No mais, Excelências, desnecessário lembrar que exercer o cargo de Ministro de um Tribunal Superior constitui uma das mais altas honrarias que a República pode conferir a um cidadão brasileiro. Trata-se de função que transcende a realização pessoal ou profissional e impõe, por sua própria natureza, um elevado grau de renúncia, autocontenção e sacrifício individual. A dignidade do cargo exige que seus ocupantes aceitem limitações adicionais à sua liberdade de atuação pública e privada, em nome do interesse coletivo e da preservação da confiança social.
O mandato jurisdicional, justamente por sua centralidade no Estado Democrático de Direito, não pode jamais ser instrumentalizado para a obtenção de benefícios pessoais, familiares, econômicos ou simbólicos, diretos ou indiretos.

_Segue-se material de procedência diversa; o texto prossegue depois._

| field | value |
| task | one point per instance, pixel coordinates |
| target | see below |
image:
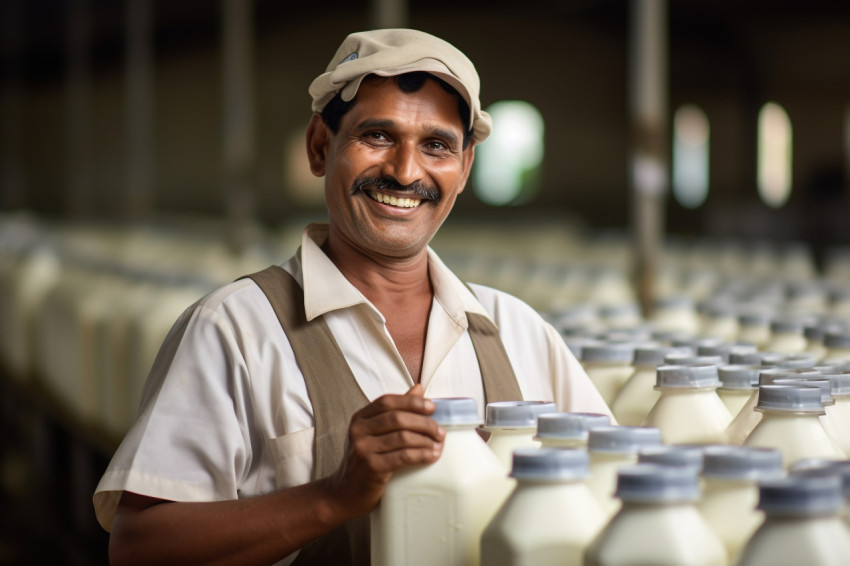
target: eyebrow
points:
(369, 123)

Ao contrário, dele se espera dedicação exclusiva à causa pública, desprendimento em relação a vantagens privadas e compromisso permanente com o exemplo, pois a autoridade moral da jurisdição superior repousa, em larga medida, na disposição de seus membros de colocar o interesse da Constituição, das leis e da sociedade acima de qualquer consideração individual.
Este manifesto não pretende interferir na independência das Cortes. Trata-se de uma contribuição da sociedade civil, em reconhecimento à relevância histórica e democrática dos Tribunais Superiores.

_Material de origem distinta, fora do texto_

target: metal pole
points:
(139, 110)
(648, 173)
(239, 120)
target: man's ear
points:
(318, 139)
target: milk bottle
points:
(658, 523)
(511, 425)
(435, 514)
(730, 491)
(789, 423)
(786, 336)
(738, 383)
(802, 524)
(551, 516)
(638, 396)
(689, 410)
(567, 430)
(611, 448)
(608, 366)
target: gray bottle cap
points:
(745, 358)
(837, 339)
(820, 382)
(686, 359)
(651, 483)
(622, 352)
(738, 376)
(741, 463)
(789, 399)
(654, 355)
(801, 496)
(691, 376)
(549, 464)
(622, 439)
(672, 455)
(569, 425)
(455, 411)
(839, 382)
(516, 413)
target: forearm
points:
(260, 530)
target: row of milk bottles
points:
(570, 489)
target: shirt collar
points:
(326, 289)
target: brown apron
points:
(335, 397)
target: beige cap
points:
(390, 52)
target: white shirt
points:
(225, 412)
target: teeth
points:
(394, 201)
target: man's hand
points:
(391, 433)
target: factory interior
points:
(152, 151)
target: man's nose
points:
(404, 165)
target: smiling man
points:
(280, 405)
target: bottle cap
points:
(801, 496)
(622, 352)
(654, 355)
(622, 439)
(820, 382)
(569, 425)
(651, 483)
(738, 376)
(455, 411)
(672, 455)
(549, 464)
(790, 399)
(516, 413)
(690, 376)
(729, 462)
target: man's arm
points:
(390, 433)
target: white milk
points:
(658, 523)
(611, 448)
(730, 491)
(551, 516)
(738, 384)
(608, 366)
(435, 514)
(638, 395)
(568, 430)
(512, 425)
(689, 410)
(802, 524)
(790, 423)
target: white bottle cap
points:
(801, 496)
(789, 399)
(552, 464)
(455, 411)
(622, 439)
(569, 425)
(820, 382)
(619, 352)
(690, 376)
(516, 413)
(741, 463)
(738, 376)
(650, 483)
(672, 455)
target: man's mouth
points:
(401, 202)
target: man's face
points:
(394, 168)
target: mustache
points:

Seus signatários dirigem-se respeitosamente a Vossas Excelências para exortá-los a liderar, com autonomia, prudência e espírito republicano, o processo de elaboração e aperfeiçoamento de um Código de Conduta próprio, claro, objetivo e dotado de mecanismos efetivos de observância.
As organizações e indivíduos subscritores colocam-se, desde já, à inteira disposição para colaborar de forma técnica, construtiva e respeitosa, oferecendo subsídios comparados, reflexões acadêmicas e apoio institucional, sempre com o propósito exclusivo de servir ao aprimoramento das instituições e ao fortalecimento do Estado Democrático de Direito.
Convictos de que a adoção de diretrizes claras, objetivas e amplamente legitimadas fortalecerá a autoridade moral dos Tribunais Superiores, reduzirá ambiguidades interpretativas, protegerá seus Ministros de questionamentos indevidos e recuperará a confiança da sociedade no Poder Judiciário brasileiro, renovamos nossa estima e consideração.